Categories: Image

Stability AI launches SDXL 0.9: A Leap Forward in AI Image Generation

Today, Stability AI announces SDXL 0.9, the most advanced development in the Stable Diffusion text-to-image suite of models. Following the successful release of Stable Diffusion XL beta in April, SDXL 0.9 produces massively improved image and composition detail over its predecessor. 

The model can be accessed via ClipDrop today with API coming shortly. Research weights are now available with an open release coming in mid-July as we move to 1.0.
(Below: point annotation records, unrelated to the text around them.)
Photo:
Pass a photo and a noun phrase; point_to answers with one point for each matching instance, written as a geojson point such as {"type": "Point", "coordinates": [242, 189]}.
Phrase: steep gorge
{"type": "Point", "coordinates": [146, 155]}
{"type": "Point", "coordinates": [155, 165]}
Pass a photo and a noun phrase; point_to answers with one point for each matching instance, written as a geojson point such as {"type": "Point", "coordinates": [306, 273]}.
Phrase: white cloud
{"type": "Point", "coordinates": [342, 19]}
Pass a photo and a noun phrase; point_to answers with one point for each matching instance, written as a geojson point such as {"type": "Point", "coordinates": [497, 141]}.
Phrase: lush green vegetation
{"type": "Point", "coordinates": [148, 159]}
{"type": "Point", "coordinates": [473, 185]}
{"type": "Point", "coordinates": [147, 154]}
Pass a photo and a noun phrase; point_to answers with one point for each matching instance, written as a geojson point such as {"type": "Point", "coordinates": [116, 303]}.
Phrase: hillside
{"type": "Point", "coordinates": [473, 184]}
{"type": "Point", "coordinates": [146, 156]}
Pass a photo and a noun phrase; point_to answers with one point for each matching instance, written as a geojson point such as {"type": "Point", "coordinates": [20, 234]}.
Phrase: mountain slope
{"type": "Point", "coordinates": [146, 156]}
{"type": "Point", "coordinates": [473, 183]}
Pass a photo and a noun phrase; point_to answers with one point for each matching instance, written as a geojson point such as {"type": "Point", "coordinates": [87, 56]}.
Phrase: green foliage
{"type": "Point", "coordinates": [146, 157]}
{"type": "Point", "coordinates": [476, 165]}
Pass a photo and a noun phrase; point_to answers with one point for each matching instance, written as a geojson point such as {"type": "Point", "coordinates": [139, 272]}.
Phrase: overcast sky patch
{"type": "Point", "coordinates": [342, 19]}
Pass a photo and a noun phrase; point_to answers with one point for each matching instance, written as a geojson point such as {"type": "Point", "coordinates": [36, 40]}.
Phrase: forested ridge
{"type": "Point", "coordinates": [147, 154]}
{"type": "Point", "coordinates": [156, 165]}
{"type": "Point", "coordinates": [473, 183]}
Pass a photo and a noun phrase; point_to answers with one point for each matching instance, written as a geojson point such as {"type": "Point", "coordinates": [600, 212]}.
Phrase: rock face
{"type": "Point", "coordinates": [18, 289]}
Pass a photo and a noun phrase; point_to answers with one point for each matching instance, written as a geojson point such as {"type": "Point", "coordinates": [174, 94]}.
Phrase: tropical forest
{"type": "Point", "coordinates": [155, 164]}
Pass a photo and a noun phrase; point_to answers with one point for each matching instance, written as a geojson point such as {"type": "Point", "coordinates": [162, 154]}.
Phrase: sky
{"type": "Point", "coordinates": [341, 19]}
Despite its ability to be run on a modern consumer GPU, SDXL 0.9 presents a leap in creative use cases for generative AI imagery. The ability to generate hyper-realistic creations for films, television, music, and instructional videos, as well as offering advancements for design and industrial use, places SDXL at the forefront of real world applications for AI imagery. 

Examples

Some examples of the prompts tested on both SDXL beta (left) and 0.9 show how far this model has come in just two months.
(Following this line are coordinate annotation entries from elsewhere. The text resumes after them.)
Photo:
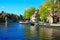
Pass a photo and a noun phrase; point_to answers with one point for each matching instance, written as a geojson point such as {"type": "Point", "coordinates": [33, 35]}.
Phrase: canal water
{"type": "Point", "coordinates": [16, 31]}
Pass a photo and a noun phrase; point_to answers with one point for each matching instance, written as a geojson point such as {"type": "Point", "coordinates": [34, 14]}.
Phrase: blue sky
{"type": "Point", "coordinates": [18, 6]}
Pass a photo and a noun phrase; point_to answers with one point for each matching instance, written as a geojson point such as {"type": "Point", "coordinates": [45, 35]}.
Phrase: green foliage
{"type": "Point", "coordinates": [45, 8]}
{"type": "Point", "coordinates": [29, 12]}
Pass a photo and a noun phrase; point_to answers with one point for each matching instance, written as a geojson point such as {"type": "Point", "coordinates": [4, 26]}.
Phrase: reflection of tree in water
{"type": "Point", "coordinates": [56, 34]}
{"type": "Point", "coordinates": [32, 32]}
{"type": "Point", "coordinates": [43, 34]}
{"type": "Point", "coordinates": [27, 32]}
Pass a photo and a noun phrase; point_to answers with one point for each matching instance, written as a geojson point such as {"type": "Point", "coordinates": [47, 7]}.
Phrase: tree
{"type": "Point", "coordinates": [29, 12]}
{"type": "Point", "coordinates": [45, 9]}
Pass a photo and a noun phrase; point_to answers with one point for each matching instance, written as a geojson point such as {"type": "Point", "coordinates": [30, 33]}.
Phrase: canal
{"type": "Point", "coordinates": [16, 31]}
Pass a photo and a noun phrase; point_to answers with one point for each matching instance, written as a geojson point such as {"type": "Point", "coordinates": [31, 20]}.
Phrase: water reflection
{"type": "Point", "coordinates": [16, 31]}
{"type": "Point", "coordinates": [41, 33]}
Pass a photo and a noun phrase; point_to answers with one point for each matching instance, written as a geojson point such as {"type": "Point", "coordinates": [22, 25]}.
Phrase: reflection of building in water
{"type": "Point", "coordinates": [49, 34]}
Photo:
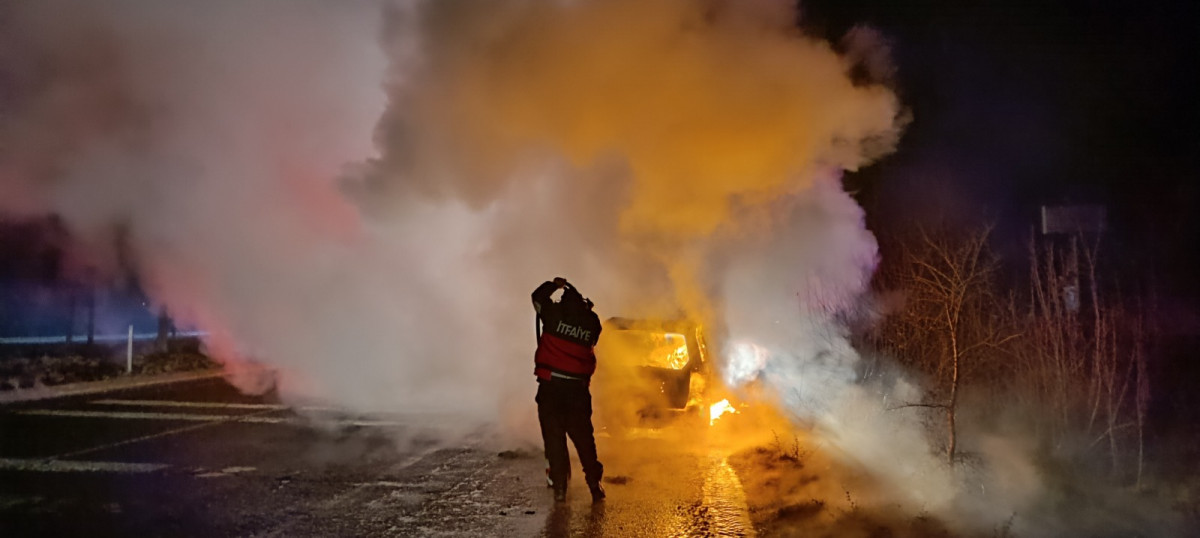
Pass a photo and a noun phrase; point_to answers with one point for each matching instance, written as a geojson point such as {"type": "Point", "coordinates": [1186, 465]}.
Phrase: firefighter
{"type": "Point", "coordinates": [563, 364]}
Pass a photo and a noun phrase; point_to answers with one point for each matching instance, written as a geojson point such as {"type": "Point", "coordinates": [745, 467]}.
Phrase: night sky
{"type": "Point", "coordinates": [1018, 105]}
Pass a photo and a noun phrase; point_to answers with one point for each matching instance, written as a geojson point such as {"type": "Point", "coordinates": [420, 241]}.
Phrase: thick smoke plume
{"type": "Point", "coordinates": [363, 196]}
{"type": "Point", "coordinates": [226, 148]}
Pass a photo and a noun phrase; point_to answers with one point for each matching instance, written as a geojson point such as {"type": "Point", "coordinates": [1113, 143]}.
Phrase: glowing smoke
{"type": "Point", "coordinates": [658, 154]}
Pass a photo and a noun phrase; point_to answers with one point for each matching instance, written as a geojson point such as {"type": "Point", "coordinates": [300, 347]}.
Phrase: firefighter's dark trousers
{"type": "Point", "coordinates": [564, 408]}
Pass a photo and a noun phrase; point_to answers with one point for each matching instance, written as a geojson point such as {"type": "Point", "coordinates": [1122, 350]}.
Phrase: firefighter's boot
{"type": "Point", "coordinates": [597, 491]}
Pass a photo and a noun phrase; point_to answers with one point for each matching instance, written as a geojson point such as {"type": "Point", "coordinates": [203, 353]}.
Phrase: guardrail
{"type": "Point", "coordinates": [99, 338]}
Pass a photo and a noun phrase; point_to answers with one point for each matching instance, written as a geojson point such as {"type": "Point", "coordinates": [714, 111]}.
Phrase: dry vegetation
{"type": "Point", "coordinates": [1060, 354]}
{"type": "Point", "coordinates": [75, 364]}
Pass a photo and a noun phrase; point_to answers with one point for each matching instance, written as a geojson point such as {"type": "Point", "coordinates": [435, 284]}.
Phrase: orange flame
{"type": "Point", "coordinates": [718, 410]}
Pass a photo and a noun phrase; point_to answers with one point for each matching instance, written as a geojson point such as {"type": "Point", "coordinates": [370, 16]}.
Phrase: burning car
{"type": "Point", "coordinates": [652, 368]}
Prompt: ✨aesthetic✨ aliens walk among us in Las Vegas, scratchy found film photograph

(Left – SDXL Beta, Right – SDXL 0.9)

Prompt: A wolf in Yosemite National Park, chilly nature documentary film photography
Negative prompt: 3d render, smooth, plastic, blurry, grainy, low-resolution, anime, deep-fried, oversaturated

(Left – SDXL Beta, Right – SDXL 0.9)

Prompt: *~aesthetic~*~ manicured hand holding up a take-out coffee, pastel chilly dawn beach instagram film photography
Negative prompt: 3d render, smooth, plastic, blurry, grainy, low-resolution, anime

(Left – SDXL Beta, Right – SDXL 0.9)

The SDXL series also offers a range of functionalities that extend beyond basic text prompting. These include image-to-image prompting (inputting one image to get variations of that image), inpainting (reconstructing missing parts of an image), and outpainting (constructing a seamless extension of an existing image). 

What’s under the hood?

The key driver of this advancement in composition for SDXL 0.9 is its significant increase in parameter count (the sum of all the weights and biases in the neural network that the model is trained on) over the beta version. 
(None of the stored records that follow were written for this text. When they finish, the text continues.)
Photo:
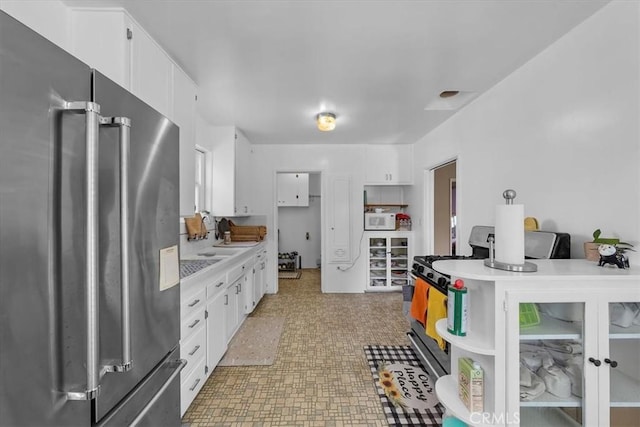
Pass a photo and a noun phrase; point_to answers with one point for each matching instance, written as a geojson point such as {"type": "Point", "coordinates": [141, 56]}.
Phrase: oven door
{"type": "Point", "coordinates": [436, 362]}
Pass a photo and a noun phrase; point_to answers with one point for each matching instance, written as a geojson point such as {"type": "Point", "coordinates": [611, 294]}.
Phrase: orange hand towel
{"type": "Point", "coordinates": [436, 310]}
{"type": "Point", "coordinates": [419, 301]}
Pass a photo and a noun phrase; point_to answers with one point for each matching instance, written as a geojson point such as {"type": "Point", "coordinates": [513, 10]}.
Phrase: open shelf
{"type": "Point", "coordinates": [624, 390]}
{"type": "Point", "coordinates": [552, 329]}
{"type": "Point", "coordinates": [620, 333]}
{"type": "Point", "coordinates": [543, 417]}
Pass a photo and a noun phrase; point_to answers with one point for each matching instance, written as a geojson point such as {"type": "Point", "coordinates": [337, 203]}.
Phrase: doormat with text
{"type": "Point", "coordinates": [406, 391]}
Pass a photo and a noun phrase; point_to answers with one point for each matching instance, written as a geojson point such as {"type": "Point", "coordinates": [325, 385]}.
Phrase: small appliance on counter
{"type": "Point", "coordinates": [379, 221]}
{"type": "Point", "coordinates": [538, 245]}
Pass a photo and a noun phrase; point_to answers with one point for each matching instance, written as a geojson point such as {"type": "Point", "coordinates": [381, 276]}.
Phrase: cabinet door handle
{"type": "Point", "coordinates": [613, 363]}
{"type": "Point", "coordinates": [196, 348]}
{"type": "Point", "coordinates": [195, 384]}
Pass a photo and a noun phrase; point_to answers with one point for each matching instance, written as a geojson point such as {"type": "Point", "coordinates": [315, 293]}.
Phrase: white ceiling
{"type": "Point", "coordinates": [268, 67]}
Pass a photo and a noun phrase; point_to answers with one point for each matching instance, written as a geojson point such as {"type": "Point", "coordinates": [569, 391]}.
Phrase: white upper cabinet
{"type": "Point", "coordinates": [243, 176]}
{"type": "Point", "coordinates": [48, 18]}
{"type": "Point", "coordinates": [231, 184]}
{"type": "Point", "coordinates": [388, 164]}
{"type": "Point", "coordinates": [99, 38]}
{"type": "Point", "coordinates": [184, 115]}
{"type": "Point", "coordinates": [110, 41]}
{"type": "Point", "coordinates": [293, 189]}
{"type": "Point", "coordinates": [151, 71]}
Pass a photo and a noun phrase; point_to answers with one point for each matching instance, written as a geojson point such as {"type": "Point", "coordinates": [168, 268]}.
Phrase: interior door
{"type": "Point", "coordinates": [153, 225]}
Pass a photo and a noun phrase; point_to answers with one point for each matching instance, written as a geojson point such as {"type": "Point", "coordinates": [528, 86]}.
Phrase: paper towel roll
{"type": "Point", "coordinates": [510, 234]}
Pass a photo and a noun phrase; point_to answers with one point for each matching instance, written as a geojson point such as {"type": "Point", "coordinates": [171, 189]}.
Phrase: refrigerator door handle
{"type": "Point", "coordinates": [124, 126]}
{"type": "Point", "coordinates": [177, 365]}
{"type": "Point", "coordinates": [92, 120]}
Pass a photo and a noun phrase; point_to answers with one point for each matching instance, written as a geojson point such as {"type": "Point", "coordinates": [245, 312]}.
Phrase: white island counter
{"type": "Point", "coordinates": [575, 301]}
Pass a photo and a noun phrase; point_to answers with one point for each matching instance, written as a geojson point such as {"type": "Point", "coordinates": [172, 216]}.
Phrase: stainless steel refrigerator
{"type": "Point", "coordinates": [89, 299]}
SDXL 0.9 has one of the largest parameter counts of any open source image model, boasting a 3.5B parameter base model and a 6.6B parameter model ensemble pipeline (the final output is created by running on two models and aggregating the results). The second stage model of the pipeline is used to add finer details to the generated output of the first stage.

To compare, the beta version runs on 3.1B parameters and uses just a single model.

SDXL 0.9 is run on two CLIP models, including one of the largest OpenCLIP models trained to date (OpenCLIP ViT-G/14), which beefs up 0.9’s processing power and ability to create realistic imagery with greater depth and a higher resolution of 1024×1024.  

A research blog going into greater detail about the specifications and testing of this model will be released by the SDXL team shortly.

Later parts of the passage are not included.